Ce que j’ai compris sur la cuisine

L’organisation de la brigade
Les plats sont conçus par le chef, au détail près, et préparés au quotidien par toute la brigade. Plusieurs recettes sont réalisées par partie (viandes, poissons, garde-manger, pâtisserie), et deux fois par semaine, les cuisiniers s’assurent que leurs stocks sont suffisamment approvisionnés. Le matin et en fin d‘après-midi, ils s’avancent dans la réalisation des plats puis font leur mise en place, pour être sur les starts-in-block avant le service. Très souvent, ils n’ont qu’un quart d’heure pour manger ou ne prennent pas le temps de boire.
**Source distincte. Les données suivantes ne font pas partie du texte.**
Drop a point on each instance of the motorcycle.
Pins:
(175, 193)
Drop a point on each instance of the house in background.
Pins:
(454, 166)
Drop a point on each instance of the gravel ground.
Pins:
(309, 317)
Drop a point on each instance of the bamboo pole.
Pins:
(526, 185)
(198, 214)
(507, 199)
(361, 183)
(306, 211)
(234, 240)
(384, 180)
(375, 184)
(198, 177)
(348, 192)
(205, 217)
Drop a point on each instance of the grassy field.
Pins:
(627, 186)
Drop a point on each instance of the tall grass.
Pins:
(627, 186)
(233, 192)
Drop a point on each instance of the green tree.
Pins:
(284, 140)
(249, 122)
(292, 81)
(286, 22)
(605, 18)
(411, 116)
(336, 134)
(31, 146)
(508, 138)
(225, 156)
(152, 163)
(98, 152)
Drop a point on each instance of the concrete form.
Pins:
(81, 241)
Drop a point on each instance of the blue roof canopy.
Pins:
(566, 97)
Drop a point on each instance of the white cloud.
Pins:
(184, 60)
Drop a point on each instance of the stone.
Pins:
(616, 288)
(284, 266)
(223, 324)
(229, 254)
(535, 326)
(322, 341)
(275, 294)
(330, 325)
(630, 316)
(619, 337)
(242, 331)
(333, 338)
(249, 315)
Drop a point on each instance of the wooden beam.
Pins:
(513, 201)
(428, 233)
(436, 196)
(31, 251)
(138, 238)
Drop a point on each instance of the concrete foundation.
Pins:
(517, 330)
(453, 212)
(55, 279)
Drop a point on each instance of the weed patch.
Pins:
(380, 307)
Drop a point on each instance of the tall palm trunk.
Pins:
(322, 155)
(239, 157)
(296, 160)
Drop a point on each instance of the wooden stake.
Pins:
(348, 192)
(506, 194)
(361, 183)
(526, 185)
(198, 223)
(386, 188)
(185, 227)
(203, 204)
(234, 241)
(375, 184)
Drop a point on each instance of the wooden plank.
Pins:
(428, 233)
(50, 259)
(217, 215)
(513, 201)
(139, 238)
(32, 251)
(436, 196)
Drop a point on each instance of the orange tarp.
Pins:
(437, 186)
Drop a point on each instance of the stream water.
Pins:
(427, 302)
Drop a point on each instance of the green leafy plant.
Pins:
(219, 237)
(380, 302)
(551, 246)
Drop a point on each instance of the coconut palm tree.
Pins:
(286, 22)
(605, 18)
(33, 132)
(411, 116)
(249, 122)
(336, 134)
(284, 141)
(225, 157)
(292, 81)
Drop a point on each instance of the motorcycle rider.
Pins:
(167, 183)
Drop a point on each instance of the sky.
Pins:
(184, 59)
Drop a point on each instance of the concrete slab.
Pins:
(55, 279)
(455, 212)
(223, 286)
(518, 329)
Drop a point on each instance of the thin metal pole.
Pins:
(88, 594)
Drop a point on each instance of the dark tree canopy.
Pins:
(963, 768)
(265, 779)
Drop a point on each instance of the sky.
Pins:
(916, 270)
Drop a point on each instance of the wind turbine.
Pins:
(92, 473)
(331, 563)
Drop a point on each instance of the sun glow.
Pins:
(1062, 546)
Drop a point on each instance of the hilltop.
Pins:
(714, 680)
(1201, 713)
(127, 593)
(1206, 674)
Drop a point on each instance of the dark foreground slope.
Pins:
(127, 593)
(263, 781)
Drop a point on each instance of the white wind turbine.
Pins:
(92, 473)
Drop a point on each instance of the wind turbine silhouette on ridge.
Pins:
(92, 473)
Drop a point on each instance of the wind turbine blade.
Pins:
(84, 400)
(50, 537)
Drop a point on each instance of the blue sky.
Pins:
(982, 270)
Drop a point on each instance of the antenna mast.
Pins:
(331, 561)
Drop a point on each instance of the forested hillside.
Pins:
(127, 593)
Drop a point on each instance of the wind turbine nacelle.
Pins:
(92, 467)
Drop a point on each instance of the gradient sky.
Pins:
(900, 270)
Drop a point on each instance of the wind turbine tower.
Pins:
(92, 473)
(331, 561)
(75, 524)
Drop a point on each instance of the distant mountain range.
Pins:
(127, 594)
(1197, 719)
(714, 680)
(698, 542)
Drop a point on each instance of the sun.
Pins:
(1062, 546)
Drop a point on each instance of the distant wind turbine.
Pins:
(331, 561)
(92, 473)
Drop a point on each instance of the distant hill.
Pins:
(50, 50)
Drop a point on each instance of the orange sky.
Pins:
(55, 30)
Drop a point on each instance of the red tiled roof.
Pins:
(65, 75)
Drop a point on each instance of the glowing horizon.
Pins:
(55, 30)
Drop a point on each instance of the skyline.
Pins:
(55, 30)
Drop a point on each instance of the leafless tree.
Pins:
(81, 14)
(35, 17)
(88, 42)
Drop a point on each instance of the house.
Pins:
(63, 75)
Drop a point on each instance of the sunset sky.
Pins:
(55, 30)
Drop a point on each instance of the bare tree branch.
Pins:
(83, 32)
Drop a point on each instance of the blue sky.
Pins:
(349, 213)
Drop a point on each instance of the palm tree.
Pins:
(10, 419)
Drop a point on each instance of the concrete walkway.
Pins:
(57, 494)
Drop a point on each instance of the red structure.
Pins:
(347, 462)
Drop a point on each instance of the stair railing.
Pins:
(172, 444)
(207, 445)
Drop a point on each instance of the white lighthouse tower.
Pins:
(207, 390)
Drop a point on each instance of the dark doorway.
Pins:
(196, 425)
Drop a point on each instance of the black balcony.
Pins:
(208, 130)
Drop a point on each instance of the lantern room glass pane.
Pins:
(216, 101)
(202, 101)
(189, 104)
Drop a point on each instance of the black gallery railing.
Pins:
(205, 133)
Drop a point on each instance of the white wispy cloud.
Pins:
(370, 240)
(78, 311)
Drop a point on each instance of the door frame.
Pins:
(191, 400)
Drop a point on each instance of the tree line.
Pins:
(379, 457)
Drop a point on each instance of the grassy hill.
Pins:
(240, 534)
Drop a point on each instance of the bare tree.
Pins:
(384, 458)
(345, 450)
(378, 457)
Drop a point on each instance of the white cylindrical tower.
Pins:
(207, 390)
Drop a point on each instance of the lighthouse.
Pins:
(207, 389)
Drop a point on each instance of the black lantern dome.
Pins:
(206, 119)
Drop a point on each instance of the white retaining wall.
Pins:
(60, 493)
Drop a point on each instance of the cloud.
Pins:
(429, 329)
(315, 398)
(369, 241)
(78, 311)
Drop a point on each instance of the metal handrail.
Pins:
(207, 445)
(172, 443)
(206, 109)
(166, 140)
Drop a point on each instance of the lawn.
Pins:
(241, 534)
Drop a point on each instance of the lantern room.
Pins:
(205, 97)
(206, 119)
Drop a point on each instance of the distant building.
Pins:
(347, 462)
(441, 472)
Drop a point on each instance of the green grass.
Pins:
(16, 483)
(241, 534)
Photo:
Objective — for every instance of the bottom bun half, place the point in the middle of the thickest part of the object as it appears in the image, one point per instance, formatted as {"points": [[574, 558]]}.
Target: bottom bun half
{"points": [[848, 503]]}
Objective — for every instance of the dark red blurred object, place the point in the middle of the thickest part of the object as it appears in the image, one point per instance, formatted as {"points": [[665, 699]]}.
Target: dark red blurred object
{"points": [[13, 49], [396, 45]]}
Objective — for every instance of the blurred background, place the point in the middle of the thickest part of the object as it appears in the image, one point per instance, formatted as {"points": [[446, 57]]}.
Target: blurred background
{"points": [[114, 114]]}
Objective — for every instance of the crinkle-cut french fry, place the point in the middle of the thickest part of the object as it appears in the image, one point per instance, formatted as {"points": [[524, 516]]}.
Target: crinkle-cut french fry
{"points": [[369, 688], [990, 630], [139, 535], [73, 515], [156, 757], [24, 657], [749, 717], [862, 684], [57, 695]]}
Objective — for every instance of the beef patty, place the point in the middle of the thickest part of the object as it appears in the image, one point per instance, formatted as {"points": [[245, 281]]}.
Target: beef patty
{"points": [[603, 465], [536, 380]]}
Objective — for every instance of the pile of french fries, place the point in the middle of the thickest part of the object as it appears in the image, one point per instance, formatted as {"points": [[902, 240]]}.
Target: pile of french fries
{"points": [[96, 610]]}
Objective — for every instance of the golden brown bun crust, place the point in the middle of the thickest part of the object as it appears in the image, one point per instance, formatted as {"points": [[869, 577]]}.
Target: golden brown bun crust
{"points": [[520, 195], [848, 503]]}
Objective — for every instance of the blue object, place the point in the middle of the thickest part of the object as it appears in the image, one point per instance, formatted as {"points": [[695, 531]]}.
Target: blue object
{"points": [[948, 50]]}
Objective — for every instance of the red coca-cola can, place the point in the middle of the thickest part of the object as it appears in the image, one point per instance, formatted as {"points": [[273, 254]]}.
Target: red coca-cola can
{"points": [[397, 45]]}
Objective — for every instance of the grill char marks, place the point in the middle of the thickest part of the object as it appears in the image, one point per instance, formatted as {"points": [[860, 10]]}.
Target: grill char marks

Quand je leur demandais si cela ne leur coûtait pas, tous me répondaient que c’était dans l’ordre des choses, qu’ils étaient bien rôdés avec ce mode de fonctionnement acquis pour certains depuis l’adolescence.

La maîtrise des gestes avant la créativité
Pour la ménagère de base comme moi, on teste tout, on met trop souvent l’accent sur la créativité sans travailler en amont les techniques de la cuisine. Qui prétend savoir maîtriser la cuisson d’un bœuf ou d’une volaille ? Pas moi, et je crois que ce stage m’aura permis de revoir mes positions sur ce sujet. Apprendre les bases, en travaillant, même en autodidacte, en faisant des recherches, en répétant les gestes jusqu’à ce que j’y parvienne. Je suis arrivée à cette conclusion grâce à un cuisinier à qui je demandais si la récurrence des tâches ne le lassait pas. Il m’a alors expliqué que la répétition de tous ces gestes permettait au contraire de les réaliser de mieux en mieux et plus rapidement. Tout devient alors instinctif et c’est là que l’imagination culinaire prend le dessus. Le chef change également la carte cinq fois par an, ce qui permet de varier régulièrement le travail et les produits sélectionnés.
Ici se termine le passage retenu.